Sur ce dernier point, je tente de progresser cette année en 6e. Pour rendre le travail de lecture (en classe) qui a clos la séquence sur les Fables, j'ai pris la classe par demi-groupes , l'autre étant en recherche au CDI , afin de pouvoir individualiser davantage la réflexion (plus tard dans l'année, ce sera en classe complète). Je leur ai rendu le devoir évalué, avec des symboles de couleurs,  sur trois compétences de lecture : comprendre l'explicite, comprendre l'implicite et faire des hypothèses, reformuler par des mots ou un dessin. Chacun reporte d'abord les couleurs sur son tableau annuel de compétences et on échange sur les évolutions . Comme nous sommes à la fin du trimestre, je demande à chacun quelle couleur il se mettrait à lui-même sur son bulletin, non pas comme une "moyenne" du trimestre, mais au vu du point où il en est arrivé à ce moment-là. Discussion avec Shuaib qui, montrant de bonnes compétences jusque-là, a fait un travail bâclé pour ce dernier devoir bilan... Qu'est-ce que cela veut dire ? En fait il avait bien compris, mais il a mal lu les consignes et écrit en réponse des phrases mal rédigées dont certains n'ont pas de sens. C'est donc plutôt sa compétence à "rendre compte de sa compréhension" qui n'a pas fonctionné ... Occasion aussi pour moi de réfléchir  sur la façon d'évaluer une compétence... ou plutôt ses manifestations, et mes façons de les solliciter, et avec quelle pertinence.

Mais le plus important est d'aller vers la suite.

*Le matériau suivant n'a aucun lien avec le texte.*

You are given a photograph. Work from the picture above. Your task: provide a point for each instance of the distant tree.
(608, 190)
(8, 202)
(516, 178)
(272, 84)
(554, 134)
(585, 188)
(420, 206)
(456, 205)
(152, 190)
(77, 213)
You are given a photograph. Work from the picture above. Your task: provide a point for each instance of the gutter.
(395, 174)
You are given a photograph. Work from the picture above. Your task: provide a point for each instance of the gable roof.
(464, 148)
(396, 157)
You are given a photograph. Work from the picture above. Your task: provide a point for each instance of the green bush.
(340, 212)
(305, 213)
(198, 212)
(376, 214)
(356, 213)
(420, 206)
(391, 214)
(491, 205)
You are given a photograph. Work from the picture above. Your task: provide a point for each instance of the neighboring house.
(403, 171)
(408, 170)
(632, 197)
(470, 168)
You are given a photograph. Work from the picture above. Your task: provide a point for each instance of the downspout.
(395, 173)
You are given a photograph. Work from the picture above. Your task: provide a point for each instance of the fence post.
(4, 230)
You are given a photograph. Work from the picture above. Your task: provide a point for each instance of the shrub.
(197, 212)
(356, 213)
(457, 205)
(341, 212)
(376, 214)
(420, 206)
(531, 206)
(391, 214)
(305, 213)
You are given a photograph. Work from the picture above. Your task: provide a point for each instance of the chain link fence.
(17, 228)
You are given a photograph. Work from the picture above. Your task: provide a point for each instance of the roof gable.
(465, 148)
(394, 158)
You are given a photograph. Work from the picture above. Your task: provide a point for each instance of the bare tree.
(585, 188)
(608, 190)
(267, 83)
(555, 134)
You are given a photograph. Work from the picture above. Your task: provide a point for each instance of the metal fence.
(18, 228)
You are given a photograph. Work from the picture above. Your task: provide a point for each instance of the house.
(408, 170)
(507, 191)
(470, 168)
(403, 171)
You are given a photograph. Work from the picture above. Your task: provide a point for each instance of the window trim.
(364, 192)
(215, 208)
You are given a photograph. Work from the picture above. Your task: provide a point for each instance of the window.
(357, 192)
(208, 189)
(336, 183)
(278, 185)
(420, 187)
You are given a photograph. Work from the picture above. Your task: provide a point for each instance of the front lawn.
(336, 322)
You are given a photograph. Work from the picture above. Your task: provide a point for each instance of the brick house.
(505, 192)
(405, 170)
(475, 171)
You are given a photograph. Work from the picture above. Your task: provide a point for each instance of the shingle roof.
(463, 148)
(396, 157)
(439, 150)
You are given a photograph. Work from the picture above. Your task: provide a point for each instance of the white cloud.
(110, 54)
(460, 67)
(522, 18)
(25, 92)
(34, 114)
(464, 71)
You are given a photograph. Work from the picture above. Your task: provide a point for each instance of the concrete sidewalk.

Sur une feuille de couleur qui va rester en bonne place dans leur classeur, je leur demande d'écrire ce qu'ils ont à faire pour passer au niveau supérieur de compétence  ; et pour cela d'utiliser les remarques et conseils que j'ai écrits assez classiquement au long de leurs devoirs pendant que je les corrigeais. Rommy me dit d'abord "Vous ne m'avez rien mis sur ma feuille !". En regardant mieux, il trouve deux fois dans son devoir "je ne comprends pas ta phrase" ;  une fois "tu as oublié la deuxième partie de la consigne"; et deux fois "où as-tu vu cela dans la fable ? ". Il traduit donc, sur sa feuille de couleur , qu'il doit  relire ce qu'il écrit pour s'assurer que c'est clair ; relire la consigne ; et vérifier si ce qu'il croit comprendre et qu'il écrit peut être vrai d'après le texte. D'où une discussion intéressante qui s'engage : dans cette fable, "Le renard et la cigogne" , peut-on faire l'hypothèse que le renard a joué un mauvais tour à la cigogne pour pouvoir la manger ? Possible, vu le caractère habituel du renard. Mais là, dans ce texte, y a-t-il des indices en ce sens ? Non, aucun. Il faut donc vérifier avant d'affirmer. Nous dirions : travailler les limites de l'interprétation.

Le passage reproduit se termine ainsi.